Today, ride-hailing drivers under the Amalgamated Union of App-based Transport Workers of Nigeria (AUATWON) are considering another strike. AUATWON’s members went on strike on June 7 and made a list of demands to ride-hailing companies. Among those demands is that the companies should increase base fares for passengers. While Bolt, Uber and LagRide have raised base fares, the drivers say the new prices still do not cover their running costs.
The National treasurer for the Union, Comrade Jolaiya Moses, told TechCabal, “The app companies have not done anything as regards what we asked them for. We are supposed to embark on an indefinite strike if nothing is done about it.”
Two other AUATWON sources also told TechCabal this morning that as the ultimatum ends, the best they have gotten is a commitment between the ministry and labor and ride-hailing companies to meet and engage drivers. But that meeting has now been postponed till next week. “Now, that meeting has been postponed till next week Monday, the result of the meeting will determine our next line of action,” Chairman of the media and publicity committee of the Union, Comrade Jossy Olawale said in a call with TechCabal, this morning.
Understanding drivers demands
Drivers and the ride-hailing companies they work for have been at odds in the last two years. Rising inflation in Nigeria, a lack of benefits to drivers, and constant price cuts by companies to attract customers have made driving barely profitable. In response, the drivers have asked the companies to reduce their 20% commission. They also asked ride-hailing companies to increase fares by a minimum of 200% and an end to the deactivation of drivers who refuse to work due to the low fares and attendant unprofitability. The union is also seeking the recognition of AUATWON as the representative body for their interests.

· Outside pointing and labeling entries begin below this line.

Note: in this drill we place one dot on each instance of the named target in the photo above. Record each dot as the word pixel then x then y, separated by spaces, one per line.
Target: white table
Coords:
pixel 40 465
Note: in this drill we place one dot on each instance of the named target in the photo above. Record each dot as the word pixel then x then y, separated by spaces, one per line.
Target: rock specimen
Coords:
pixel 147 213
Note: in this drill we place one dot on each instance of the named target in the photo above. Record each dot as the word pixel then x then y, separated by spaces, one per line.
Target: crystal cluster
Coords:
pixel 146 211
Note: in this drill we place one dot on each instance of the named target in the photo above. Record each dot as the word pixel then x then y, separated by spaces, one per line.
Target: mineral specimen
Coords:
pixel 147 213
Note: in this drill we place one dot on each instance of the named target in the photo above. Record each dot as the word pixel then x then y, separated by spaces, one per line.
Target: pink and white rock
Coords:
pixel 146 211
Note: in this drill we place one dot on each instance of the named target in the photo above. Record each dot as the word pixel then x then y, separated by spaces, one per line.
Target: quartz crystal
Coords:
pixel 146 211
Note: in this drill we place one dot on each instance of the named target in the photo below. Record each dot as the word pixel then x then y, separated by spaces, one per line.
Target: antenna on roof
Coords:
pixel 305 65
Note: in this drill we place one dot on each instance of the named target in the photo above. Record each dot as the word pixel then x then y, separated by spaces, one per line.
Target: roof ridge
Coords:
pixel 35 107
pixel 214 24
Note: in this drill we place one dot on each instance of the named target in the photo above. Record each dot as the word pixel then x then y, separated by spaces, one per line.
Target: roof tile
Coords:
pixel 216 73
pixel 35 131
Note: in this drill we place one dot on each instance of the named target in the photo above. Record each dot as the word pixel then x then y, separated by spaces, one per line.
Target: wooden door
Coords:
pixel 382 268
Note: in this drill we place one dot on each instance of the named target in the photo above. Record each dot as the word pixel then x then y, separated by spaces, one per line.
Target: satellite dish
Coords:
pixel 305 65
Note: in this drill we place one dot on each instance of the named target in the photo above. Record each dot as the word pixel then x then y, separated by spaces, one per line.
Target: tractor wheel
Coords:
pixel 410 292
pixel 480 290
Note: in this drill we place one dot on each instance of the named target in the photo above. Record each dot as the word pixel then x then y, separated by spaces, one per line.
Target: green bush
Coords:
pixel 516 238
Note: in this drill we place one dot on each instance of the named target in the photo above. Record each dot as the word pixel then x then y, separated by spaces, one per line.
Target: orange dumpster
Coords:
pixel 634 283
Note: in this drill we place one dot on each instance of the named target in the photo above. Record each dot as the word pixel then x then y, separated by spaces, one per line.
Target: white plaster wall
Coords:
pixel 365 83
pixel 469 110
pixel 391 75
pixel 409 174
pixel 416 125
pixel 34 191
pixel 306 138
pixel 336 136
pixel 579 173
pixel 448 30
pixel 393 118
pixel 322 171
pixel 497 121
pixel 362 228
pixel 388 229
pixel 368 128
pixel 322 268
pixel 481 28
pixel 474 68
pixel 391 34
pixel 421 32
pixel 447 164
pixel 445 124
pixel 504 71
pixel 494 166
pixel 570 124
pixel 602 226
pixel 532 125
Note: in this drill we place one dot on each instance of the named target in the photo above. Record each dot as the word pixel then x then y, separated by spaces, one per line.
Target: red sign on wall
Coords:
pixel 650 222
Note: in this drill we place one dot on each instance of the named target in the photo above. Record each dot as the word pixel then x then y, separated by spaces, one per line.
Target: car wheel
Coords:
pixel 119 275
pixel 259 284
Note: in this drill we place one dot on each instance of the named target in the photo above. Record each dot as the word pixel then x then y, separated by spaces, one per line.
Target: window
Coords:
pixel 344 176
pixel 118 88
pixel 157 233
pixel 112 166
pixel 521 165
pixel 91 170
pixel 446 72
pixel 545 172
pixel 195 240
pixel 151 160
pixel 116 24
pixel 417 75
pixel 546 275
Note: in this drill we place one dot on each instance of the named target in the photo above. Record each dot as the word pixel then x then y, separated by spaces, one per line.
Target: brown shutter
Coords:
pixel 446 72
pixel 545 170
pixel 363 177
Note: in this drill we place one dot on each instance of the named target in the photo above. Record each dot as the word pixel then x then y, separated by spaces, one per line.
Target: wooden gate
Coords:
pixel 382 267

The National treasurer for the Union, Comrade Jolaiya Moses, summarises it perfectly, “Drivers can’t cope with the current pricing; we are selling below the cost price. The best way to increase drivers profit will be to reduce the exorbitant commission imposed on drivers by application companies.”
The drivers are right to be worried. As meetings get postponed and ride-hailing companies stonewall the union, the general sense is that any sort of progress will be slow. Ultimately, the decision on another strike will be made soon. Until then, the struggle continues.